A year ago, I wrote about Ansys’ intro of Big Data methods into the world of power integrity analysis. The motivation behind this advance was introduced in another blog, questioning how far margin-based approaches to complex multi-dimensional analyses could go. An accurate analysis of power integrity in a complex chip should look at multiple dimensions: a realistic range of use-case simulations, timing, implementation, temperature, noise and many other factors. But that would demand an impossibly complex simulation; instead we pick a primary topic of concern, say IR drop in power rails, simulate a narrow window of activity and represent all other factors by repeating analysis at a necessarily limited set of corners of margins on the other factors.


That approach ignores potential correlation between these factors, which worked well in simpler designs built in simpler technologies but is seriously flawed for multi-billion-gate designs targeted to advanced technologies. Ignoring correlations requires you to design to worst-case margins, increasing area and cost, blocking routing paths, delaying timing closure and still leaving you exposed, because without impossibly over-safe margins you’re still gambling that worse cases don’t lurk in hidden correlations between the corners you analyzed.


Ansys big data technology (called SeaScape) aims to resolve this problem by getting closer to a true multi-dimensional analysis, tapping existing distributed data reserves of simulation, timing, power, physical and integrity data through distributed processing. This breadth of analysis should provide a more realistic view across multiple domains, providing both efficiency and safety; you don’t overdesign for “unknown unknowns” and you don’t under-design because you see a much broader range of data. Ansys have had a year since my first blog on the topic, so it seems reasonable to call this – did they pull it off?

It’s always difficult to get direct customer quotes on EDA technology, so I must talk here in general terms, but I believe there will be some joint presentation activity at DAC, so look out for that. The technology first appears in RedHawk-SC and has been proven in production with at least two of the top 10 design companies that I know of, building the biggest and most advanced designs around today. I was told that 16 of those designs are already in silicon and around twice that many have taped-out.

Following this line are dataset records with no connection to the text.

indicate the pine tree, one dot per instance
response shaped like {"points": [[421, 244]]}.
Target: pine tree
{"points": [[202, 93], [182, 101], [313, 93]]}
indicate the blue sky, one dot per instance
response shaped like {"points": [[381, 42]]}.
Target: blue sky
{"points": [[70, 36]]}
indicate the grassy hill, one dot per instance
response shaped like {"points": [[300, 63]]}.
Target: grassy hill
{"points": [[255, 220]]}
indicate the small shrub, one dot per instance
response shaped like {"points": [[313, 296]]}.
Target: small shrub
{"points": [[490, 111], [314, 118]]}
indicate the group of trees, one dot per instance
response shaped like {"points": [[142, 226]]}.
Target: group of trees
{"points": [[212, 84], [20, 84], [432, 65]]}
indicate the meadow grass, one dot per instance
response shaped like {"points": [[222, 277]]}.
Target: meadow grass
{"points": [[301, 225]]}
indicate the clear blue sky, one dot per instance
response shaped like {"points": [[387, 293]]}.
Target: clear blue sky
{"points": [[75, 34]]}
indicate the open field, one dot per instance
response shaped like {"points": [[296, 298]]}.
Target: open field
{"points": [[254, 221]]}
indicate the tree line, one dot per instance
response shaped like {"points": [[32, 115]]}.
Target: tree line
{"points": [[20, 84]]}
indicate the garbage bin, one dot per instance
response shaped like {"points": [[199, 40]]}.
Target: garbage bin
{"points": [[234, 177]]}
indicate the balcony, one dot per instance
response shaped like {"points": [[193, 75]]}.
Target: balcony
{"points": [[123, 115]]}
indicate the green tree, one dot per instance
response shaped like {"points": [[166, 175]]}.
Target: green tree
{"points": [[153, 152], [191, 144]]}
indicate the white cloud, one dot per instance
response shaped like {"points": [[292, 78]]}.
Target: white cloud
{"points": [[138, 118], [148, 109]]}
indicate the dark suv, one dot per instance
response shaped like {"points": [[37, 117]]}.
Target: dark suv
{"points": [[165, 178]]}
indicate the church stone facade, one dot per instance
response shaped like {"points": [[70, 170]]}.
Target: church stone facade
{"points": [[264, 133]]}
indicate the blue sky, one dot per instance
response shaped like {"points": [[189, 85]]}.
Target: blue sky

Off-the-record customer views on the value-add are pretty clear. The most immediately obvious advantage is in run-times. Since much of the processing is distributed, they can get results on a block within an hour and a (huge) full-chip overnight. It becomes practical to re-run integrity analysis on every P&R update. They can run four corners simultaneously for static IR, EM and DVD transients. They can profile huge RTL FSDBs and parallel-solve for multiple modes to find the best vectors with best activities for EM and IR stressing. And that provides the confidence to be more aggressive in reducing over-design, which in turn accelerates closure (less blockages). This customer also commented on the elasticity of this approach to analysis. Previously, running faster was capped by the capabilities of the biggest systems they could use for analysis. Now, since analysis is distributed, they found it much easier to scale up by simply adding access to more systems.

Faster is always good, but what about impact on the final design? One very compelling customer example looked at die-size reduction. In that case they removed M2 over standard cell rows, then added it back in only where this more refined analysis showed it was needed to meet power integrity margins. They found that they could reduce the overall die size by ~ 5% by freeing up more resources for signal routing. Which resulted in a reduction of P&R block size by 10%. That’s an easily understood and significant advantage, enabled by big data analytics.

All this is great for teams building multi-billion gate chips in 16 or 7nm, but I was interested to hear that both customers saw significant value for analyzing and optimizing blocks, between 1M and 8M gates, in around 50 minutes, which they found helped them close faster and more completely on physical units than was possible before. So the technology should also have value for less challenging designs.